我有一个列表,其中包含元组项,例如(id, cost, clicks, views),如下所示:
statistic_data_list = [(12324, 9, 6, 9), (12325, 11, 5, 3), (12326, 10, 7, 2)]
我想获取符合以下条件的商品ID:
cost都等于0,则为1,获得cost最低的项目ID。cost项都等于0时,如果不是所有clicks都等于0,则得到clicks最低的项的ID。clicks都等于0时,则如果不是所有的项目views都等于0,则获取views最低的项目ID。
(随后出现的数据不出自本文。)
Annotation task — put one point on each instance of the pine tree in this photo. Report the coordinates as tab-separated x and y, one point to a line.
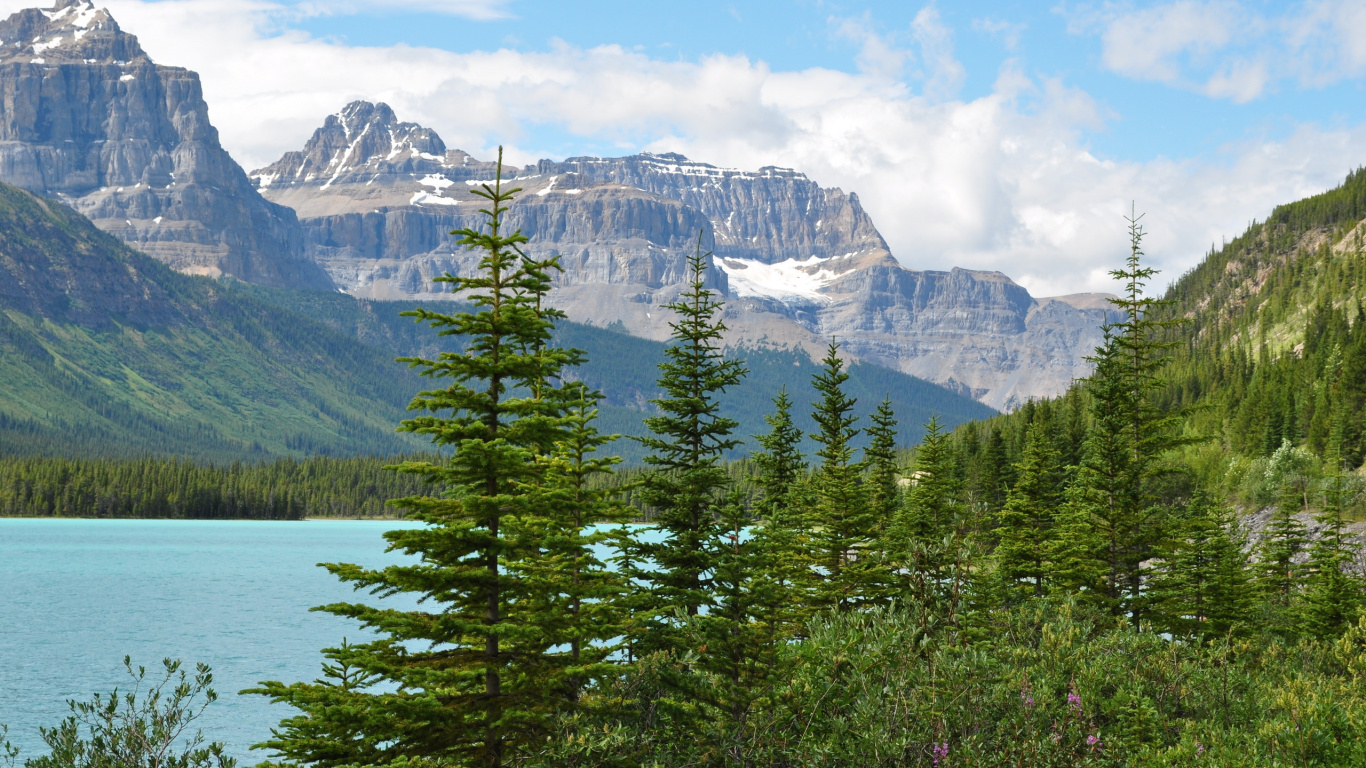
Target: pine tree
1128	435
687	442
843	525
1202	588
1284	540
1026	521
1333	596
783	586
478	675
880	458
574	581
# (1)
# input:
[(12324, 9, 6, 9), (12325, 11, 5, 3), (12326, 10, 7, 2)]
# expected result:
12324 # (whose cost is lowest)
# (2)
# input:
[(12324, 0, 6, 9), (12325, 0, 5, 3), (12326, 0, 7, 2)]
# expected result:
12325 # (whose clicks is lowest when all cost is 0)
# (3)
# input:
[(12324, 0, 0, 9), (12325, 0, 0, 3), (12326, 0, 0, 2)]
# expected result:
12326 # (whose views is lowest when all cost is 0 also clicks)
如何更有效地获取指定商品的ID?
# My attemp so far
cost_clicks_views_list = [(12324, 9, 6, 9), (12325, 11, 5, 3), (12326, 10, 7, 2)]
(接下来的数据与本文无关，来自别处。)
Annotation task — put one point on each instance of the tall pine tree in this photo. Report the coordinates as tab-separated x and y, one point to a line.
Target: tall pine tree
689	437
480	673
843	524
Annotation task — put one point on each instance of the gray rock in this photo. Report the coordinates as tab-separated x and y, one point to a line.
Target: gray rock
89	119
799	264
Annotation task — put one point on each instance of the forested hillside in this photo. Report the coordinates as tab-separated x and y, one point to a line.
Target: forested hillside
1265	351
len_cost_not_0 = len(list(filter(lambda item: item[1], cost_clicks_views_list)))
len_clicks_not_0 = len(list(filter(lambda item: item[2], cost_clicks_views_list)))
len_views_not_0 = len(list(filter(lambda item: item[3], cost_clicks_views_list)))
if len_cost_not_0:
min_cost_id_list = [ item[0] for item in cost_clicks_views_list if item[1]==min([i[1] for i in cost_clicks_views_list]) ]
print(min_cost_id_list) # [(12324]
else:
if len_clicks_not_0:
min_clicks_id_list = [item[0] for item in cost_clicks_views_list if item[2] == min([i[2] for i in cost_clicks_views_list])]
print(min_clicks_id_list) # [(12325]
else:
if len_views_not_0:
min_views_id_list = [item[0] for item in cost_clicks_views_list if item[3] == min([i[3] for i in cost_clicks_views_list])]
print(min_views_id_list) # [12326]
任何评论都非常受欢迎。非常感谢。
答案 0 :(得分:0)
您可以使用列表理解来检查这些内容。当所有项目中至少有一个cost不等于零时,要获取id最低的项目cost,请尝试以下方法:
sdl = [(12324, 10, 0.6, 9), (12325, 11, 0.5, 3), (12326, 10, 0.7, 2)]
a = [j[0] for j in sdl if j[1]==min([k[1] for k in sdl if all([True if i[1] != 0 else False for i in sdl])])]
输出:
a = [12324, 12326]
这里所有三个项目的值都不为零,cost的最低成本为10,与此对应的是两个ID 12324和12326。